Typically, a reference slice may be selected such that all tissue classes of interest are represented within the slice. This way, the threshold(s) derived from the reference slice can be used to segment the entire 3D image. As can be understood, it can be advantageous not having to determine thresholds for each slice of the 3D image, which can be time-consuming or difficult and may not even be possible. Therefore, the reference slice may be selected such that it has pixels representing all of WM, GM, CSF, air, and skull tissues. A possible reference slice is the axial slice passing through the anterior and posterior commissures, which may be determined through specifying midsagittal plane and the two commissures. Additional information on selecting the reference slice can be found in Hu Q. et al, “Fast, accurate and automatic extraction of the modified Talairach cortical landmarks from magnetic resonance images”, Magnetic Resonance in Medicine, (2005), vol. 53, pp. 970-976 (“Hu(I)”), the contents of which are incorporated herein by reference. In practice, this reference slice may be approximated by an axial slice with the third ventricle present and without eyes, as shown in FIG. 3A.

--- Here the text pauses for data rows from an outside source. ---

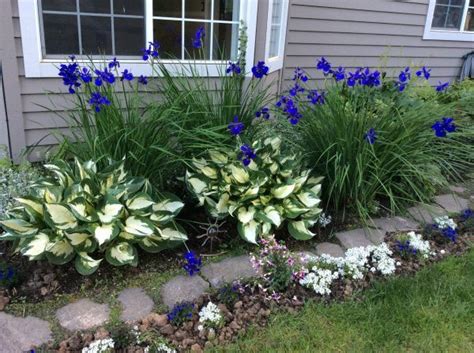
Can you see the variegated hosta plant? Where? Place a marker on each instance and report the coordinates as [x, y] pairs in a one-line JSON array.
[[81, 213], [272, 189]]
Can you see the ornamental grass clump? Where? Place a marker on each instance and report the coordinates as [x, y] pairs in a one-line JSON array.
[[85, 214], [259, 186]]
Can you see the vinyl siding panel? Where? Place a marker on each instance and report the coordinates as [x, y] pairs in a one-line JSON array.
[[386, 34]]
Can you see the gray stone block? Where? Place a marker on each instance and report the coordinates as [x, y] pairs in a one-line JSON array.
[[452, 203], [82, 315], [228, 270], [396, 224], [18, 334], [331, 249], [183, 288], [135, 304]]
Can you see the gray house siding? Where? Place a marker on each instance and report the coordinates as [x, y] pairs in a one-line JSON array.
[[378, 33]]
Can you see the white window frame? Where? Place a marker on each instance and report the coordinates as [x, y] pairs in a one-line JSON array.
[[276, 63], [36, 66], [445, 34]]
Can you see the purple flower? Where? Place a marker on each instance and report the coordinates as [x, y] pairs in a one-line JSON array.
[[323, 65], [236, 127], [193, 263], [233, 68], [264, 113], [260, 70], [97, 100], [126, 75], [246, 154], [371, 136], [442, 86], [425, 72]]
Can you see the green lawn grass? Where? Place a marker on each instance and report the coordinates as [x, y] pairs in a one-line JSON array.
[[432, 311]]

The reference slice may be selected either manually or automatically. For example, the reference may be automatically selected, such as with a computer, by:

    • (1) determining the average intensity (Ni) for each axial slice (Si) of the 3D image, as described in Hu(I);
    • (2) determining the axial slice (Sm) which has the maximum average intensity (Nm); and
    • (3) starting from Sm and along the superior direction, finding the first axial slice (Sr) whose average intensity Nr is less than 0.9Nm as the reference slice.

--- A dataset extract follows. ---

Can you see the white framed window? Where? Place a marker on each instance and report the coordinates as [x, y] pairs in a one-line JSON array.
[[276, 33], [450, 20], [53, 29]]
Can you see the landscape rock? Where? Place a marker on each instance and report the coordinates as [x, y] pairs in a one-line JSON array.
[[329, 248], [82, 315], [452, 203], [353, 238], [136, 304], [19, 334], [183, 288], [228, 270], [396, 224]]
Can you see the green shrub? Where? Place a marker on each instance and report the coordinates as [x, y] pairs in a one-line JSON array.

FIG. 3A shows an example reference slice 114 of a 3D image (not shown). The image is a PD-weighted MR image of a human head. As can be appreciated, the skull 116 and the brain tissues 118 of the head are visible. The brain region 120 enclosed in skull 116 is typically the region of interest (ROI). The ROI may also include the skull region or a portion thereof.

Assuming the reference slice is an axial slice, it consists of all voxels with a constant z, such as z0. The voxels in the reference slice thus have coordinates (x,y,z0). The intensity for the reference slice can thus be denoted by Ir (x,y,z0). For brevity, the z-coordinate for a reference slice is omitted and the intensity function for the reference slice is denoted by Ir(x,y) or simply Ir hereinafter. Further, the intensity points for the reference slice are also referred to as pixels, as is conventional for 2D images.

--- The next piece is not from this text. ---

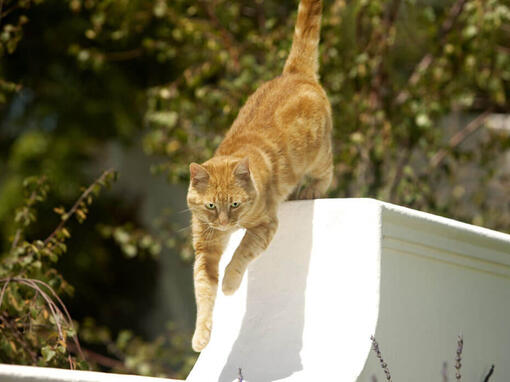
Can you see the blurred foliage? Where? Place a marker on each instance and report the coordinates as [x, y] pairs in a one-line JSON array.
[[413, 85]]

At S220, the ROI is selected. For illustration purposes, the ROI of the reference image is assumed to be the 2D cross-sectional space defined by the skull. FIG. 3B shows a ROI 120 binarized from the image of FIG. 3A.

As is conventional, to binarize an image, each pixel of the image can be associated with a binary indicator having one of two possible values, such as 1 and 0. A binarized image will only have two possible intensities, such as black or white. In comparison, when an image is segmented, a pixel can retain its original intensity if it is an object pixel.

As illustrated in FIG. 4, the ROI may be selected as follows. At S222, the voxels of the 3D image, are classified into four clusters (C1 to C4) corresponding to air and bone, GM, WM, and CSF. As can be appreciated, the specific correspondence between a cluster and a tissue class will depend on the type of images taken (see Table I). The classification of the voxels may be indicated by associating each voxel with a class indicator having one of four possible values, such as 1 to 4.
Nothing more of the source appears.